For instance: If the county says the union is stonewalling negotiations and the union says it’s not, who are taxpayers to believe since the negotiations are closed to the public? Not to union members, by the way. Just to the average citizen who will have to cough up the dough to fund whatever the negotiators agree to.
Even more egregious, however, is the fact that once a final agreement is hammered out, no matter how long it takes, each and every SEIU member will be given an opportunity to vote on accepting the deal or rejecting it. Alas, no such opportunity to give a similar thumbs-up or thumbs-down will be afforded to those who will pay (through the nose) for it.
SEIU spinmeister Nick Di Archangel claims the main thing slowing down negotiations is that “all 40 articles of the contract are being reviewed and it takes time to keep members abreast of changes.”

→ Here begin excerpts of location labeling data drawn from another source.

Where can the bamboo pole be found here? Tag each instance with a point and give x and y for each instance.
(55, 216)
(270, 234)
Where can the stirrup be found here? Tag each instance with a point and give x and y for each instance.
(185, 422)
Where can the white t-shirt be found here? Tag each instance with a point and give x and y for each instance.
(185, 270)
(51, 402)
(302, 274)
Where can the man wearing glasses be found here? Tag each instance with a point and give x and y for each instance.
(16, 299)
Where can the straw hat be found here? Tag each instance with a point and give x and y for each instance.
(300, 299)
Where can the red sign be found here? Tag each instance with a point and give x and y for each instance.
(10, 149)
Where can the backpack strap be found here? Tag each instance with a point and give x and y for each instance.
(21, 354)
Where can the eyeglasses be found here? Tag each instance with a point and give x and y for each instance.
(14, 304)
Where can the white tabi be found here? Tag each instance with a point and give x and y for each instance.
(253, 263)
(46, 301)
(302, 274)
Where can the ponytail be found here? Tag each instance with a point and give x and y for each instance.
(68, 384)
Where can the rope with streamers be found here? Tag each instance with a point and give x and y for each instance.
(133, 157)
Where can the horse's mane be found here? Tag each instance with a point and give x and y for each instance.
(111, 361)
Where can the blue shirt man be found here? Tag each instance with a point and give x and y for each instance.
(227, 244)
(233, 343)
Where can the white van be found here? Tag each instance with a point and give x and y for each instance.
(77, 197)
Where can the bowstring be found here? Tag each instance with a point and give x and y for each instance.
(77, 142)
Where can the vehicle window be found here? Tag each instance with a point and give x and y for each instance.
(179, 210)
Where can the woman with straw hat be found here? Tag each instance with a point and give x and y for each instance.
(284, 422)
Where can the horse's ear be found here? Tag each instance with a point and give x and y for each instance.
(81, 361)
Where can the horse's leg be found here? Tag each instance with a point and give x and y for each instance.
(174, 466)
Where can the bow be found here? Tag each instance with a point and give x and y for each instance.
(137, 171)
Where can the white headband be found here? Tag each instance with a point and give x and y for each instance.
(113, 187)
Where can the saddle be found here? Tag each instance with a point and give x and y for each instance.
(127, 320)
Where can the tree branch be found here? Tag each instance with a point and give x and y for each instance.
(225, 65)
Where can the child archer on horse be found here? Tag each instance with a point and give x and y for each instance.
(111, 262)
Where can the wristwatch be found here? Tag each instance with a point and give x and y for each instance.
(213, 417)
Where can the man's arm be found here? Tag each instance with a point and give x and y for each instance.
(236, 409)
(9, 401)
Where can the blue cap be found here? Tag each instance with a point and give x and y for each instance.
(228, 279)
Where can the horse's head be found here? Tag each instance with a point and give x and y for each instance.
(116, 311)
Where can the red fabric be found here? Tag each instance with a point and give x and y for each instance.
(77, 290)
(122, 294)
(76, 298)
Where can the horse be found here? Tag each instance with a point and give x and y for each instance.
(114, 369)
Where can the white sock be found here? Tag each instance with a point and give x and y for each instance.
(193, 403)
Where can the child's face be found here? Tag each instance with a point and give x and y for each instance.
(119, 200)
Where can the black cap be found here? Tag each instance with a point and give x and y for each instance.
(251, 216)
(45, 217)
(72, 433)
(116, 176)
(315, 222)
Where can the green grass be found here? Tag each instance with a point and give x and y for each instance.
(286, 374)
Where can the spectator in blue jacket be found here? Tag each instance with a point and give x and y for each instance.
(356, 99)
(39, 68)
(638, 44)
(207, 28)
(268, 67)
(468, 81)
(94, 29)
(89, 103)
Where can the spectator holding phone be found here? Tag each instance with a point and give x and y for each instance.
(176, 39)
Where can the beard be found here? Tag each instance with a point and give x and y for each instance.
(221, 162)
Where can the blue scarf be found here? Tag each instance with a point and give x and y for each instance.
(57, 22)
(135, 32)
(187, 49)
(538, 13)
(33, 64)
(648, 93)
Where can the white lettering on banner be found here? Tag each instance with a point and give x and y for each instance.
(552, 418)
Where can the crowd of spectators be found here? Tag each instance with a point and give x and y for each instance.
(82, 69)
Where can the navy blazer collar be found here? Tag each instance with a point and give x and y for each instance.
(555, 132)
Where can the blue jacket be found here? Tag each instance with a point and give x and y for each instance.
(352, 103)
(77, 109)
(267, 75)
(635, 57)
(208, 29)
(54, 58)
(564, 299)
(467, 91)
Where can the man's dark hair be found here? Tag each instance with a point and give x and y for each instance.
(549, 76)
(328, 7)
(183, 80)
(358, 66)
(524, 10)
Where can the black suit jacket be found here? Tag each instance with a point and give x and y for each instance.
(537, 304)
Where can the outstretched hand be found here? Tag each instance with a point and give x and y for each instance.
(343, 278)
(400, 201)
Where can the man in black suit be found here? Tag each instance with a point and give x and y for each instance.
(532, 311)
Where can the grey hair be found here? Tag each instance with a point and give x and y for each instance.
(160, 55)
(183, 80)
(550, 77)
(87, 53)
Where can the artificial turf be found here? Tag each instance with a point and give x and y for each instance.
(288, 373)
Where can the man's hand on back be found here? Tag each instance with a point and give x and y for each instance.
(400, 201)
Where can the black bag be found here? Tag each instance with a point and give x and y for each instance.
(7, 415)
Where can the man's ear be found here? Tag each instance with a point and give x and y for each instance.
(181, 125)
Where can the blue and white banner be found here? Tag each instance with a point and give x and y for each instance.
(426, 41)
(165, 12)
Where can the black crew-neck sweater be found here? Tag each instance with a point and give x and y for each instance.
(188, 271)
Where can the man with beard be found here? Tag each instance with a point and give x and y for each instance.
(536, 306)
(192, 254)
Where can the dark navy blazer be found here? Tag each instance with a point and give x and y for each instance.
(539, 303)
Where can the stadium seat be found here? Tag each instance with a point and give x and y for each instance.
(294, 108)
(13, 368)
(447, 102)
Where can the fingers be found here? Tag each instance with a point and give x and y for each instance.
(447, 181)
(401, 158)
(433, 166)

Hello? Who is keeping the members of the public abreast of changes? Why is the process being slowed down to tell union members of changes in contract negotiations without informing the public of such changes, too? And while we’re on this inquiring-citizens-wanna-know train of thought, noodle this:
Schoenmann reports that Clark County Commissioner Tom Collins thinks the county “should stop hitting employees in their pocketbooks and look for savings from places other than wages. He suggested, as an example, decreasing paid sick days from 12 a year to eight or eliminating one paid holiday a year.”
Here’s what I think:
I think the SEIU members should give back the pay hikes they shouldn’t have gotten over the last three years in the middle of this recession in the first place AND an indefinite freeze on merit pay and longevity pay AND a reduction in paid sick days and holidays commensurate with the average number of paid sick days and holidays workers in the private sector receive.
Oh, and if a government job is non-essential, whether we can “afford” it or not: Layoff. Enough coddling and pussy-footing around.